It is usual to convert power to fuel at about 30-35% efficiency based on lower heating value. In many electricity grids this represents the marginal efficiency, that is normally given by open cycle modern gas turbines or coal power plants.

So basically you are saying that if you use 1 unit of electricity you will have to marginally burn (somewhere in the grid) 1/0.35 units of natural gas or coal.

It becomes a little trickier to determine the marginal energy usage when you use steam from a header on an chemical complex, since the marginal cost of power can vary from near zero (if you are otherwise letting down that steam) to the full steam cycle cost (if you have to increase the firing rate in your boiler plus condense the extra exhaust steam)

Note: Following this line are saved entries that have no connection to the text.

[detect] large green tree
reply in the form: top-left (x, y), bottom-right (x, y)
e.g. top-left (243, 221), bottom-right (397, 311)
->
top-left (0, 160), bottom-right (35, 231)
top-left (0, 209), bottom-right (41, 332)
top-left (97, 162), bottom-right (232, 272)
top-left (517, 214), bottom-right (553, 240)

It is not always the same. Take for example the book "Sustainable Energy Without the Hot Air" where the author states

"In some summaries of energy production and consumption, all the different forms of energy are put into the same units, but multipliers are introduced, rating electrical energy from hydroelectricity for example as being worth 2.5 times more than the chemical energy in oil. This bumping up of electricity’s effective energy value can be justiﬁed by saying, “well, 1 kWh of electricity is equivalent to 2.5 kWh of oil, because if we put that much oil into a standard power station it would deliver 40% of 2.5 kWh, which is 1 kWh of electricity.” In this book, however, I will usually use a one-to-one conversion rate when comparing different forms of energy. It is not the case that 2.5 kWh of oil is inescapably equivalent to 1 kWh of electricity; that just happens to be the perceived exchange rate in a world- view where oil is used to make electricity. Yes, conversion of chemical energy to electrical energy is done with this particular inefﬁcient exchange rate. But electrical energy can also be converted to chemical energy. In an alternative world (perhaps not far-off) with relatively plentiful electricity and little oil, we might use electricity to make liquid fuels; in that world we would surely not use the same exchange rate – each kWh of gasoline would then cost us something like 3 kWh of electricity! I think the timeless and scientiﬁc way to summarize and compare energies is to hold 1 kWh of chemical energy equivalent to 1 kWh of electricity"

The best you can do is to use some sound approach and document it together with the conclusions for your customer.